The Biggert-Waters Flood Insurance Reform Act, passed in July, 2012, was enacted to help the federal government move toward eliminating a $25 billion shortfall in flood claims. It was also designed to make insurance rates more closely reflect the risk of building and owning homes in flood zones.
As the legislation begins to take effect, the real and potential impact is concerning to Hodnett Cooper, coastal Georgia homeowners and elected officials. Among the far-reaching implications are flood insurance rate increases for homeowners that are financially unfeasible, declines in property values and inability to sell homes due to disproportionate flood insurance rates.
Prior to implementation, the Federal Emergency Management Agency (FEMA), which administers the law, failed to report to Congress on the affordability of implementation decisions, as required by law, and FEMA failed to warn buyers of rate increases before they purchased their property, effectively lowering the value of their new purchases.
While many organizations, including the National Association of Realtors, support the intent of Biggert-Waters, most agree the law has not been implemented as intended.
Forbes magazine reports, “Even the congresswoman who co-sponsored the federal insurance reform act is crying foul. ‘When I agreed to co-author this legislation, our goal was to create a bipartisan solution to repair our National Flood Insurance Program,’ said Rep. Maxine Waters (D-Calif.) She added that ‘neither Democrats nor Republicans envisioned it would reap the kind of harm and heartache that may result from this law going into effect.’”
The “harm and heartache” Waters refers to are soaring flood insurance rates. The Biggert-Waters Act will stop the transfer of policies upon the sale of properties, creating difficulty in the recovering housing market. New FEMA maps will place structures built to code out of compliance.
On January 7, Congressman Thomas Marino introduced legislation to fully repeal all policy aspects of the Flood Insurance Reform Act. In addition, other bi-partisan bills relating to the delay of the premium increases have been introduced.

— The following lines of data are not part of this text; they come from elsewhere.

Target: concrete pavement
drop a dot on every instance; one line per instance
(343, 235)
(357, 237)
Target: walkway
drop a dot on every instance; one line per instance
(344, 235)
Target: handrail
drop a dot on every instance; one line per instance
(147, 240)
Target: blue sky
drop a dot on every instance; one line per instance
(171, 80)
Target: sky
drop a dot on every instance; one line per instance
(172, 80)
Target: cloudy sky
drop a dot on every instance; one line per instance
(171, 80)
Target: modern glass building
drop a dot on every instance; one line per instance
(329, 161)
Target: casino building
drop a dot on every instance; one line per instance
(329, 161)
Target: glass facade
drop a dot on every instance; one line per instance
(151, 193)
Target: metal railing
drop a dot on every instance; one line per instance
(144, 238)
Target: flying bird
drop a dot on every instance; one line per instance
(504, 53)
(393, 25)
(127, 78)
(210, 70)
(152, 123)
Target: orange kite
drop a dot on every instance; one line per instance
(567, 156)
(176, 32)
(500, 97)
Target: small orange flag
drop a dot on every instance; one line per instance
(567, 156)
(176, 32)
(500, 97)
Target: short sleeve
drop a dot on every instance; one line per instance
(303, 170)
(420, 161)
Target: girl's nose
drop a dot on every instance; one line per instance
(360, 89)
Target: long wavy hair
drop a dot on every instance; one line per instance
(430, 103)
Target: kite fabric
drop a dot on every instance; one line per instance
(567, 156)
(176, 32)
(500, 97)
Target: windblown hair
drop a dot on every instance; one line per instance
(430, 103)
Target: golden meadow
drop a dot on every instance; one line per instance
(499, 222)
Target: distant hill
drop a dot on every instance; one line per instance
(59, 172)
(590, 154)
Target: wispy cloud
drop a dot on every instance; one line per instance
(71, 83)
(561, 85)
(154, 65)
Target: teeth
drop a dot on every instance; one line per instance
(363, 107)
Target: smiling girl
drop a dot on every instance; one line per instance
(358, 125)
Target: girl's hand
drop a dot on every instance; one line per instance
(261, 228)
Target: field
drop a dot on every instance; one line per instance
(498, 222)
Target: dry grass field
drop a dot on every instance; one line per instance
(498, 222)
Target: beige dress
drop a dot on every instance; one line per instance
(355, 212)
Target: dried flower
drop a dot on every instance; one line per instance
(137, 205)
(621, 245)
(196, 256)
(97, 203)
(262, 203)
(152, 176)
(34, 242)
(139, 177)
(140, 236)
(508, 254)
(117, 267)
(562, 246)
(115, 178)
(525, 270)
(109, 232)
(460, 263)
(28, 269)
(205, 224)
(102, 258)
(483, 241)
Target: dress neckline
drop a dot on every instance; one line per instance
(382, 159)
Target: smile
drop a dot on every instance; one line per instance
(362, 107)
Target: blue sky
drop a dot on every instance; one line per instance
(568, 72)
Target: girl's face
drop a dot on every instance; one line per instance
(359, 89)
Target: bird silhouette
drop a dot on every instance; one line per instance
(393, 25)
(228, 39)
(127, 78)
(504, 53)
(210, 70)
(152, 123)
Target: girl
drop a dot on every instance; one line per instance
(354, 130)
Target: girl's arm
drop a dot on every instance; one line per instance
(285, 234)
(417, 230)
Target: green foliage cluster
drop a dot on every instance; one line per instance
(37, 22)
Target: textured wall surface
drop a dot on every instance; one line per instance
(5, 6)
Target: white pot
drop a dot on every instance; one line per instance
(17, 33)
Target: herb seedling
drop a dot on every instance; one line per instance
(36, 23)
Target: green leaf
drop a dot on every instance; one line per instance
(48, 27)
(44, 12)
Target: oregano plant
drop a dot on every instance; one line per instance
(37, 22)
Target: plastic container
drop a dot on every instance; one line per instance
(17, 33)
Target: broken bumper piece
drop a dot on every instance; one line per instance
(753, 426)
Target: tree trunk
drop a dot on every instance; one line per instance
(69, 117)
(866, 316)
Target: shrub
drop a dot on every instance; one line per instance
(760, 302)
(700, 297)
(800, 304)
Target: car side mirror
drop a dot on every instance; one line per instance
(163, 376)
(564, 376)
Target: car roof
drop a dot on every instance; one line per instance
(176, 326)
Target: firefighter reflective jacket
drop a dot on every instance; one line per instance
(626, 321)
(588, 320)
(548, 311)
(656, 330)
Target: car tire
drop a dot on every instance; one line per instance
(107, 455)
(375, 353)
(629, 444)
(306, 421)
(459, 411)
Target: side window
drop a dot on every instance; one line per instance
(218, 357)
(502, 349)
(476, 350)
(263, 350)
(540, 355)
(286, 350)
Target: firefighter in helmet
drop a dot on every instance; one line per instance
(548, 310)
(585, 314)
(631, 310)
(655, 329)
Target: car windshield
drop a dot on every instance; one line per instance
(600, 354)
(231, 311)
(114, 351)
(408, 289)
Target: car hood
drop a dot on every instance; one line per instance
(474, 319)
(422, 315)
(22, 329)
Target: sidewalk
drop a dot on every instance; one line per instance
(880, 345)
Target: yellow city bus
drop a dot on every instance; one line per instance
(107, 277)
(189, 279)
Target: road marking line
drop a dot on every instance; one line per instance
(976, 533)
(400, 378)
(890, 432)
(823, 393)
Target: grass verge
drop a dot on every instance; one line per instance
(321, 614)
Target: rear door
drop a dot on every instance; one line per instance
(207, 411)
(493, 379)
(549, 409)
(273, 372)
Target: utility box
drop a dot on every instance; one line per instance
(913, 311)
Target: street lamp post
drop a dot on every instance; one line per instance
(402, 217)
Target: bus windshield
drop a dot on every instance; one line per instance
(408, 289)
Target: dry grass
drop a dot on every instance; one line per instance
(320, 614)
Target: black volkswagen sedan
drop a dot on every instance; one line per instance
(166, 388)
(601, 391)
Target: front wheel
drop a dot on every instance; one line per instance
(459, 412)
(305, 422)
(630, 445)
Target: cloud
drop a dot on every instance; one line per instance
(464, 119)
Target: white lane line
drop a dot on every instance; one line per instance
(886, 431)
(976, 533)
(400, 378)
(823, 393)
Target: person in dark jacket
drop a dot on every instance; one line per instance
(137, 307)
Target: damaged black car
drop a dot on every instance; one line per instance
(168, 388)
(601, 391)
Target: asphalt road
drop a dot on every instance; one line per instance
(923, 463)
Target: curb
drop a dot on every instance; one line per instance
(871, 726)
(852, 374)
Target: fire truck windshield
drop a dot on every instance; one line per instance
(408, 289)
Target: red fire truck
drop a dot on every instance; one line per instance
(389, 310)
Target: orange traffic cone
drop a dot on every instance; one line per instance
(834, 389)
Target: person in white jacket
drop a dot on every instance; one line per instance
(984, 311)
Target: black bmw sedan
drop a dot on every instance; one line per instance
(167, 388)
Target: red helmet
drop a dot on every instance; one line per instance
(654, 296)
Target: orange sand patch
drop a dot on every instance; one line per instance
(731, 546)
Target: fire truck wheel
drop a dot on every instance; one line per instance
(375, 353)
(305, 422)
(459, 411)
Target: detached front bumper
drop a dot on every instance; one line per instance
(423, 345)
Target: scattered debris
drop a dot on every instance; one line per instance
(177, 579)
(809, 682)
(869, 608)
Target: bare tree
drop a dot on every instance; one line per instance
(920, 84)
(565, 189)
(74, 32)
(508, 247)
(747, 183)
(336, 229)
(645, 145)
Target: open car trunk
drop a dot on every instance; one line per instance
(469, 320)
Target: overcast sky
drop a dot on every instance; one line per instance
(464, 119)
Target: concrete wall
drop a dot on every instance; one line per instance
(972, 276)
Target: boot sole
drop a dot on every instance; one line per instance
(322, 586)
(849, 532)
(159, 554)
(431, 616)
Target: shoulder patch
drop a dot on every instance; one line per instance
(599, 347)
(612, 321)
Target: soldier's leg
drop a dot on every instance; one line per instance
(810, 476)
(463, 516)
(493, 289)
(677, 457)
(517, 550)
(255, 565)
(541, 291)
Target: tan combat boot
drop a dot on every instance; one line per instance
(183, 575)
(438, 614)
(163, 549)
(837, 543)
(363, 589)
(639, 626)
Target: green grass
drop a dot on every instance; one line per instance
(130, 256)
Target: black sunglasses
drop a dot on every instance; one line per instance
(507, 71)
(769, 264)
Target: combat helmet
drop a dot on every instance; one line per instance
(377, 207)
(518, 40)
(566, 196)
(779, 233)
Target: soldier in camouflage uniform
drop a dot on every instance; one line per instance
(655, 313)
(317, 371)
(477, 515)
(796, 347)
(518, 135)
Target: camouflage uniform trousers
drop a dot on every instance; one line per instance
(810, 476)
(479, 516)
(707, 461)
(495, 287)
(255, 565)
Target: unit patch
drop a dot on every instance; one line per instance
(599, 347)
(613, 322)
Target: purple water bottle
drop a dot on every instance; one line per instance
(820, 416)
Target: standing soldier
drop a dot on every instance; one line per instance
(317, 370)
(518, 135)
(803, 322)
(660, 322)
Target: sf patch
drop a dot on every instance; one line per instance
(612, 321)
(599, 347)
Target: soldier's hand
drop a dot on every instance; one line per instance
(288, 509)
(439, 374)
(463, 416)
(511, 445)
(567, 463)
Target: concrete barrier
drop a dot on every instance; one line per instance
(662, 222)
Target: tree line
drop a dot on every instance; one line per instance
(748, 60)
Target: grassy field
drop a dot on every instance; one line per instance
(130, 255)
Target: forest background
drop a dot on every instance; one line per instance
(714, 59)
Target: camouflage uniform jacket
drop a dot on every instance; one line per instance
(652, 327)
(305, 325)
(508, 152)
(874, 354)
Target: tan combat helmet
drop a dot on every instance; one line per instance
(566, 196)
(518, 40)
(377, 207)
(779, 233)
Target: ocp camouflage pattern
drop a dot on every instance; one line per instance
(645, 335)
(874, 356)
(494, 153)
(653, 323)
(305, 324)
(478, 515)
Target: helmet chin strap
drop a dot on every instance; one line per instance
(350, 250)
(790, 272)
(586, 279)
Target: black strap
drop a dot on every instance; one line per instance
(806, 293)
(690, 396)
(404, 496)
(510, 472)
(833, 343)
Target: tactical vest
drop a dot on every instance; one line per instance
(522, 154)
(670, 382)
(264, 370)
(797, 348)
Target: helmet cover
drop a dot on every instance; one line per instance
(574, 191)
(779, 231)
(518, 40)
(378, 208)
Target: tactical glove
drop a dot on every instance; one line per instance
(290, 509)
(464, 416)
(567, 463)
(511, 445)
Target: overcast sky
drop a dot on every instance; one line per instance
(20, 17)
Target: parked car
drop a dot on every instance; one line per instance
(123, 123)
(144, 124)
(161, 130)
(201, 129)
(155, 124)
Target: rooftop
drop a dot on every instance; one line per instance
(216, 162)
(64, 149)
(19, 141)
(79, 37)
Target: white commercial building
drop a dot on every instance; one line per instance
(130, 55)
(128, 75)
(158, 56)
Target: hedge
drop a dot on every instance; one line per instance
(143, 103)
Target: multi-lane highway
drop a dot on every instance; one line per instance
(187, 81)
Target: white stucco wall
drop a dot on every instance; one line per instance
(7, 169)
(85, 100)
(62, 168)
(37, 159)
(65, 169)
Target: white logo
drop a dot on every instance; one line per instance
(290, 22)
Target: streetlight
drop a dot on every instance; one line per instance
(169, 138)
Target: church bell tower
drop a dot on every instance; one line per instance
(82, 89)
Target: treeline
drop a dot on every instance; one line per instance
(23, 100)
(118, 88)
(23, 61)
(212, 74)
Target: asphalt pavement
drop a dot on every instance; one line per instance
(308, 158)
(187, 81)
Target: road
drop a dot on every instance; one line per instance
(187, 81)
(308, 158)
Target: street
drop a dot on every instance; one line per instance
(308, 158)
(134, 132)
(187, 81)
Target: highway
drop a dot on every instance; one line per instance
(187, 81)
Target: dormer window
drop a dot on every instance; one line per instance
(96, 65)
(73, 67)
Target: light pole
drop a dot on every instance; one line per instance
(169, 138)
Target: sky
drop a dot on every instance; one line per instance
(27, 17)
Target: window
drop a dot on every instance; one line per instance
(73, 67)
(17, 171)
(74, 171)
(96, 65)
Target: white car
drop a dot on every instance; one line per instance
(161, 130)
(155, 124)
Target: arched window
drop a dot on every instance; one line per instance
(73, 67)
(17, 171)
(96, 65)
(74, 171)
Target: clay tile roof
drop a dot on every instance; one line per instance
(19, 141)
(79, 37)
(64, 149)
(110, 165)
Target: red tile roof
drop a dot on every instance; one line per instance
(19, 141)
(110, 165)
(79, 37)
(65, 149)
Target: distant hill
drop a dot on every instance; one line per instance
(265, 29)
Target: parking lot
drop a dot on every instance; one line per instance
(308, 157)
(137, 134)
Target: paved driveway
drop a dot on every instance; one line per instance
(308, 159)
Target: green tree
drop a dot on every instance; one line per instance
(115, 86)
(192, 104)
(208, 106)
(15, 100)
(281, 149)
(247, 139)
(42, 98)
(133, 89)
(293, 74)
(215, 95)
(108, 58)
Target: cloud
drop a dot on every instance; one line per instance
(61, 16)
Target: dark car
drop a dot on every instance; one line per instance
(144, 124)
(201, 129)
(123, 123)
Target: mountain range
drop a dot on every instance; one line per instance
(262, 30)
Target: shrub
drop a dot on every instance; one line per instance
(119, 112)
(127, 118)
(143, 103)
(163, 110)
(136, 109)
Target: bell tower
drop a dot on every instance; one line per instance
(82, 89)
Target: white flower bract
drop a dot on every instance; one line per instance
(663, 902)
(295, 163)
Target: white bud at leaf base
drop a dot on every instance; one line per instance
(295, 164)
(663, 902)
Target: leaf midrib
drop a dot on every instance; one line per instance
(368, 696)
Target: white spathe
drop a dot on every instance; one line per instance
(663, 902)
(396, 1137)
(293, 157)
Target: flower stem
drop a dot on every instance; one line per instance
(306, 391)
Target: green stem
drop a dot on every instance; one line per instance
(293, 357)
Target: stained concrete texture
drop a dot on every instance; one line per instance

Hodnett Cooper Real Estate has been working tirelessly with our elected officials to repeal the Biggert-Waters Flood Insurance Reform Act. To effect action, our representatives need to hear from individuals as well. Please reach out to your representatives in Congress and ask then to support the legislation to repeal the Biggert-Waters Flood Insurance Reform Act or at a minimum delay the implementation for at least a year so a viable and affordable solution can be determined.